In the docs there are a few references that reference binary searching.
It's not 100% clear but I assume this is a binary search of the keys in
a BTree node, not that MDB is a bst.
How does MDB provide crash resilience on the free pages?
According to man, free() should only be called on memory from malloc
but I see that you use free on mmaped pages in mdb_dpage_free. There
must be something I'm missing here about this.
Anyway, I have two things I want to work on.
The simple one is when pages are moved from the txn free list to the
env free list (I hope that's correct), it would be good to call
madvise(MADV_REMOVE) on the data section.
The reason for this is that the madvise call will allow supported
filesystems to hole punch the sparse file, allowing space reclamation -
without MDB needing to worry about it!
The much more invasive change I want to work on is page checksumming.
Basically there are 4 cases I have in mind
* No checksumming (today)
* Metadata checksumming only
* Metadata and data checksumming
These could be used in these scenarios:
* write checksums but don't verify them at run time
* write checksums, and only verify metadata on read (possibly a good
default option)
* write checksums, and verify metadata and data on read (slowest, but
has strong integrity properties for some applications)
And in all cases I want to add an "mdb_verify" command that would
assert all of these are also correct offline.
There are a few reasons for this
* Hardware is unreliable.

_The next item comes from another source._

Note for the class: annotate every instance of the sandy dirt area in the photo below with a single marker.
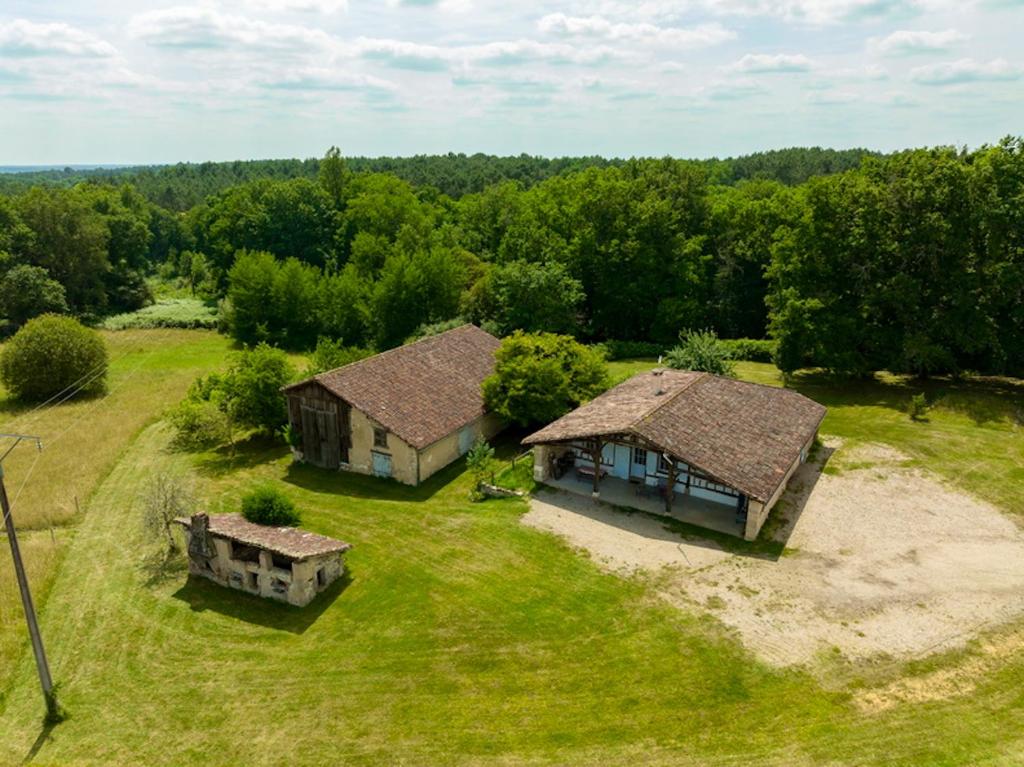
(881, 559)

Ram, disk, cables, even cpu cache memory can
all exhibt bit flips and other data loss. Changing a bit in a pointer
can cause damage to any datastructure, and flows on to crashes or
silent corruption
* Software is never perfect - checksumming allows detection of over-
writes of data from overflow or other mistakes that we as humans all
make.
I'd opt to use something fast like crc32c (intel provides hardware to
accelerate this with -march=native). The only issue I see is that this
would require an ondisk structure change because the current structs
don't have space for this -and the csums have to be *first*.

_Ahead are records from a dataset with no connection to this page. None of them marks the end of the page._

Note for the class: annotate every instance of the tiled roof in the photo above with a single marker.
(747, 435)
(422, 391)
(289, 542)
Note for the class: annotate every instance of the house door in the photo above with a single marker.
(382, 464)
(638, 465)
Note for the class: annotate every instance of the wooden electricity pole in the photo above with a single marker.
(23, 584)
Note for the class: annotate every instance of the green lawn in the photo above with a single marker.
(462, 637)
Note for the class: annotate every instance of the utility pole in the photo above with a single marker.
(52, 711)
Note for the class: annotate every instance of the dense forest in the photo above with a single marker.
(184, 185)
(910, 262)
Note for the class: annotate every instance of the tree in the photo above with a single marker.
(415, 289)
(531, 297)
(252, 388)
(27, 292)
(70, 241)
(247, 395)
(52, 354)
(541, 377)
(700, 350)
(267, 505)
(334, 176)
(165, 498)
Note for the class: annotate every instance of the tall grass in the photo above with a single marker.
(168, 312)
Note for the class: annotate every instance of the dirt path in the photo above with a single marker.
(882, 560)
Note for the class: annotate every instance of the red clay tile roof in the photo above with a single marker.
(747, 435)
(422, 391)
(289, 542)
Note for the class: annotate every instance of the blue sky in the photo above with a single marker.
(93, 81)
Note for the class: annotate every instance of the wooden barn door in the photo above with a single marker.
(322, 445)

http://www.lmdb.tech/doc/group__internal.html#structMDB__page
The checksum would have to be the first value *or* the last value of
the page header, (so that it can be updated without affecting the
result of the checksum). The checksum for the data would have to be
within the header so that this is asserted as correct.
Is this something I should pursue? Would this require a ondisk format
change? Is there something that could be done to avoid this?